At the start of each round, you write a three-digit number using the digits 0-9, repeating numbers as you wish, but not using any number that you've Xed in a previous round. Everyone reveals their number at the same time, then you arrange them in order from high to low.
Starting with the highest number, you check to see whether any of the digits in that three-digit number appear in any three-digit number of lower value. If they do, then that player takes back their board and scores nothing; if not, then the player scores points equal to the first digit in that number and places an X through each digit used in their three-digit number. For example, if the highest number were 882, and no one else had included an 8 or a 2 in their number, then the player would score 8 points and X out the 2 and 8 on their board. This player also circles the bonus number for that round, a bonus given only to the player with the highest number who successfully scored points.
Player boards
You then look at the next highest number, and so on, with the lowest number automatically scoring points equal to its first digit and Xing all of its digits. In the fifth round, players double their score.
After five rounds, players sum the points they earned over the five rounds. To this sum, they add the quantity of digits that they Xed out. Whoever has the highest score wins!
Suzie-Q includes a variant in which numbers are evaluated starting with the smallest number. Whoever has the smallest number automatically scores, then for the player with the next lowest number, they score only if one or more of the digits in their number is used by the player with the smallest number, etc.
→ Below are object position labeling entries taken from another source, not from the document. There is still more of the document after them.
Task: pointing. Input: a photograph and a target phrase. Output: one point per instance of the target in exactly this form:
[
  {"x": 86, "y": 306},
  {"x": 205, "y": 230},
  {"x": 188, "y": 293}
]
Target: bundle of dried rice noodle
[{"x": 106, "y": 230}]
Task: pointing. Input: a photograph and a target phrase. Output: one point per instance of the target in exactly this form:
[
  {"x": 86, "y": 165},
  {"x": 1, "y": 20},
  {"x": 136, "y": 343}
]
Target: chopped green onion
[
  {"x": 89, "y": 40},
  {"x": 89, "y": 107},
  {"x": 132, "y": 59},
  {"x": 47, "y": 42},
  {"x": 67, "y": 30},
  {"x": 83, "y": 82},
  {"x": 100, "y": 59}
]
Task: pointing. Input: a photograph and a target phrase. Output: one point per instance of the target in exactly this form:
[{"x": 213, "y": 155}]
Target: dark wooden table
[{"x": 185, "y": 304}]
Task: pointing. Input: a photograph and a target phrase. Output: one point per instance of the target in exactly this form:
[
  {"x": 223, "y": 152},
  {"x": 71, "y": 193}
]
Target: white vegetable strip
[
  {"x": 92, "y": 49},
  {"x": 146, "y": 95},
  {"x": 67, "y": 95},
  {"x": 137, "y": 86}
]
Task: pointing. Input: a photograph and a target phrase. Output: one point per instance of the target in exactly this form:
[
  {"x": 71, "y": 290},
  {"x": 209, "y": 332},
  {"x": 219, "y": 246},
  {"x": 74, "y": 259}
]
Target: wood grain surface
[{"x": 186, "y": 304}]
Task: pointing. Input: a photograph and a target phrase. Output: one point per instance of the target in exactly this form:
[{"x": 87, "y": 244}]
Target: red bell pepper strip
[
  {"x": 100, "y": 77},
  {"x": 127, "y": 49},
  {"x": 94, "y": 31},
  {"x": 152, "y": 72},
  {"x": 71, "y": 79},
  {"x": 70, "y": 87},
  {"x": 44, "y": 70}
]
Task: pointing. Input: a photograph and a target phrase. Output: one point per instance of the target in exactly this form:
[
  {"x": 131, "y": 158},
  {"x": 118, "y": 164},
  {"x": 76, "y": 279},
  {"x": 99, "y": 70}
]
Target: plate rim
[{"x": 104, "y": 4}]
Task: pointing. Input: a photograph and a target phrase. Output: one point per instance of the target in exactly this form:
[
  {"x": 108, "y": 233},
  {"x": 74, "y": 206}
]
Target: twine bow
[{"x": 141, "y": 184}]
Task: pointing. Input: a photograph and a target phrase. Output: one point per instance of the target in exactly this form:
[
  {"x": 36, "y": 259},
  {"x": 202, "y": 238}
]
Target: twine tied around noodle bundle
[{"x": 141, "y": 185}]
• The second new title from OKAZU Brand is 5x5 Zoo, a 1-4 player game in which each player creates their own zoo to satisfy the demands of guests. Here's a high-level overview:
In 5x5 Zoo, each player creates their own zoo on a 5x5 game board. What will you fill that board with? Animals, of course, with the game including six types of animals on 1x1 tiles as well as a dozen animals on 1x2 and 2x1 tiles.
In each of the three rounds, you're going to use a worker-placement style system to acquire animals tiles, guest cubes, special action cards, door tokens, and more. Guests come in six colors: five of which match five of the animal colors (and these guests only want to see those types of animals), and a sixth color (white) that doesn't care what type of animal they see. Those are the guests you want most, but of course to acquire them, you must give up other things.
Many of the animal tiles have walls along one or more edge, and these tiles should be placed against other tiles with walls. During the round, you'll place the animal tiles that you've acquired on the board, with these tiles touching one of the four entrances around the perimeter of your zoo, and before the round ends, you'll "lead" the guests through your zoo, with the red cube stopping at the red (carnivorous) animal, the blue cube stopping at the blue animal, and so on.
You might need to snake your way around doors that block direct access to an animal, or you might have a door token that lets you cut through. When you don't have a matching guest for the next animal (or vice versa), the tour that day is done.
After three rounds, the game ends, with players possibly scoring extra points based on their final bonus card, such as the number of rows and columns in your zoo that are filled or the number of rows that have four or five different types of animals.